These stunning pictures tell the story of the world’s most glamorous swimming pool
The Hôtel du Cap’s sexy swimmers are pure summer
“On the pleasant shore of the French Riviera, about half way between Marseilles and the Italian border, stands a large, proud, rose-colored hotel. Deferential palms cool its flushed façade, and before it stretches a short dazzling beach.” So opens F. Scott Fitzgerald’s Tender Is the Night, a 1934 novel set in the glittering milieu of Mediterranean resorts and the affluent Americans who flocked there after World War I. Fitzgerald found inspiration for his “Hôtel des Étrangers” in the real life Hôtel du Cap-Eden-Roc—a palatial retreat hugging the cliffs in Antibes, France, which to this day continues to lodge celebrities and billionaires from around the world.

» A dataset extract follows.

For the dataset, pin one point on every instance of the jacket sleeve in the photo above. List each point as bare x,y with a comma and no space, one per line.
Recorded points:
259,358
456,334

Still unclaimed as a playground for the elite in the 1920s, Fitzgerald was one of a handful of American writers and artists who—bolstered by the advantageous postwar dollar-to-franc exchange rate—hunkered down under the Riviera’s blue skies to party. The hotel, which occupied a former mansion built by newspaper magnate Hippolyte de Villemessant in 1869, was underused when a pair of rich young American expats in Paris rented it for an entire summer in 1923. The couple, Gerald and Sara Murphy, invited their circle of artist friends—Fitzgerald, Hemingway, and Picasso included—to join them, catalyzing the provincial resort’s transition from stuffy winter retreat to a sexy, summertime haven for the glitterati.
Since then, Eden-Roc has become synonymous with the A-list, especially during the annual Cannes Film Festival, when it becomes the first choice of Hollywood film stars looking for a secluded spot to while away their indiscretions. Elizabeth Taylor and Richard Burton honeymooned here; the Kennedy’s were regulars; Kate Moss was banned when she trashed a room after management told her she couldn’t wear a bikini in the hallways. Suites go for as much as $12,000 a night—and until 2006 the du Cap didn’t accept credit cards.
But Hôtel du Cap’s most iconic feature is surely its swimming pool. Perched above the rocky shoreline beneath the hotel, a few meters above the sea, its heated salt waters have enticed celebrities—and paparazzi—since it was built in 1914.